2° (314 x 219mm). 122 leaves. 5- and 6-line initial spaces with guide letters. Aldine anchor device on title and final verso. (Repaired tear in a8, light marginal soiling and spotting, occasional very faint dampstain in the fore-margin.) Contemporary Italian goatskin, probably Sienese [cf. Hobson], sides panelled with several blind frames and one gilt double frame extended to form a small square at the corners, spine with three raised bands, compartments cross-hatched in blind, black edges (expertly restored, endpapers browned and with some wear, light worming to the pastedowns). Provenance: light underlining in brown ink, mainly in the last gathering; cancelled shelf marks on the front endpapers – Walter Ashburner, Florence (1864-1936, co-founder of the British Institute, Florence; stamp in margin of title and colophon) – C.E. Rappaport, Rome (bookseller’s ticket).

FIRST EDITION, IN ITS ORIGINAL ITALIAN BINDING FROM THE SIENESE WORKSHOP OF ALLESSANDRO GUGLIELMI (1501-62), OF CASTIGLIONE'S FAMOUS GUIDE TO COURTLY MANNERS: AN ICON OF ITALIAN RENAISSANCE LITERATURE.

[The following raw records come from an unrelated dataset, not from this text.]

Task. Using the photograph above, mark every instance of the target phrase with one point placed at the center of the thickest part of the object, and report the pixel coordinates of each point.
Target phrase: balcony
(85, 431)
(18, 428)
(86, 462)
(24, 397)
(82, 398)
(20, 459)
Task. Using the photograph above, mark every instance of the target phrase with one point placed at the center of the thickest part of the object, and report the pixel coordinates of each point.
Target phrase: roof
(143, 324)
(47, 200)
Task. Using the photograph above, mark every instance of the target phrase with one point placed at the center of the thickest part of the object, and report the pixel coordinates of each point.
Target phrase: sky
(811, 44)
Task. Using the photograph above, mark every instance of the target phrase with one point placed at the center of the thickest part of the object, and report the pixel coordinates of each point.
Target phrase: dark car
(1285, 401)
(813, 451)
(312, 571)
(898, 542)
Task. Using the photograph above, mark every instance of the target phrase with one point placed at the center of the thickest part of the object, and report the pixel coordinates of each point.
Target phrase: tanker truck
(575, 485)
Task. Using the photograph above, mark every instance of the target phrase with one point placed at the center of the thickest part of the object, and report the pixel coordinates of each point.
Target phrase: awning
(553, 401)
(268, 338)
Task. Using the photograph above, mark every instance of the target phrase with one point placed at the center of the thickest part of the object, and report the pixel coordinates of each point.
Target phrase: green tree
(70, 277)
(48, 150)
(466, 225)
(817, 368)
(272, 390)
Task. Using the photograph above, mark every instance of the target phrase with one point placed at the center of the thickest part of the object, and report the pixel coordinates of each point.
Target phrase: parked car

Composed as a fictional dialogue between important members of early 16th-century Italian society, Il Cortegiano features figures such as Pietro Bembo, Ludovico da Canossa, Bernardo da Bibbiena and others discussing the virtues of the good courtier over the course of four evenings. The discourse focuses on the central concepts of grazia, misura, ingenio and arte.

The work had a significant influence on Montaigne, Cervantes, Shakespeare and many others, all of whom contributed to shape the figure of the gentilhomme or gentleman.

Castiglione was born in Mantua in 1478. As both poet and diplomat, he served the dukes of Urbino, among others, before serving as papal representative to the court of Emperor Charles V. He died at Toledo in 1529. Raphael painted him in a celebrated portrait of 1515, depicting Castiglione precisely as the ideal courtier described in Il Cortegiano.

A magnificent copy in a contemporary Sienese binding attributed by Anthony Hobson to Allessandro Guglielmi.

Adams C-924; Hobson, ‘A Central Italian bookseller and bookbinder’, in Gutenberg-Jahrbuch 2010, pp. 215-220; PMM 59; Renouard Alde, p.102.3.